Horse carts have been a staple in Keşan, a town in Edirne province in northwestern Turkey, for decades. The local municipality’s new project aims to eliminate the practice of residents transporting loads and people in rustic horse-drawn carts and giving new life to draft animals. The horses have been replaced by electric tricycles and are now housed in a stray animal retirement home.
Sevinç Cebeci, who runs a local animal charity in the town, said the horses would be given to their new owners – provided they are not used for transporting goods – after undergoing rehabilitation and a treatment for injuries suffered for years. work by pulling carts.
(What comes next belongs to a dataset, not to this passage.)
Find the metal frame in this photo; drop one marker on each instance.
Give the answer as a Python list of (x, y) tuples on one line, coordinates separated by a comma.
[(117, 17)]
Hasan Nural, a veterinarian at the shelter, told the Demirören News Agency (DHA) on Monday that they had received 12 horses so far and 34 more would arrive soon.
“They are now in stables and we are treating and caring for them. They will later be shipped to farms or individuals who want to own them, but only as pets. They will not be forced into labor duties. transportation,” he said. Nural said most of the horses were not cared for properly by their previous owners and they were caring for them in full health. “It will take them another 10 or 15 days to fully recover,” he said. “They were confused when they arrived here. It was the first time they had roamed freely, without any burden, in such a big space. Now they feel comfortable,” he said.
Cebeci praised the municipality’s project, which she said addressed a public concern for animal rights. “We hope they will be better cared for. Horse cart owners have been given tricycles, but the authorities should do something to prevent them from buying horses again. They could impose fines, so this practice will belong to the past,” she said. She vowed they would monitor the new horse ownership process so they don’t fall into the hands of owners who use them to haul heavy goods.
Last year, the Istanbul Metropolitan Municipality (IBB) and other municipalities came under fire when it was discovered that several IBB horses sent to other cities for adoption had allegedly gone missing. These horses were earlier rescued from the much-criticized practice of being used to pull horse-drawn carriages serving tourists on Istanbul’s Princes’ Islands. Animal rights activists had welcomed the decision while several other municipalities had joined Istanbul in abandoning the practice.
Although less common these days, thanks to electric alternatives like tricycles, horse carts are still used, especially in disadvantaged communities in rural Turkey or in small towns like Keşan. Owners say they are being properly cared for, while animal rights activists say prolonged use of horses and donkeys to transport goods or people amounts to torture, which is punishable by law. prison sentences under a landmark animal rights bill introduced last year.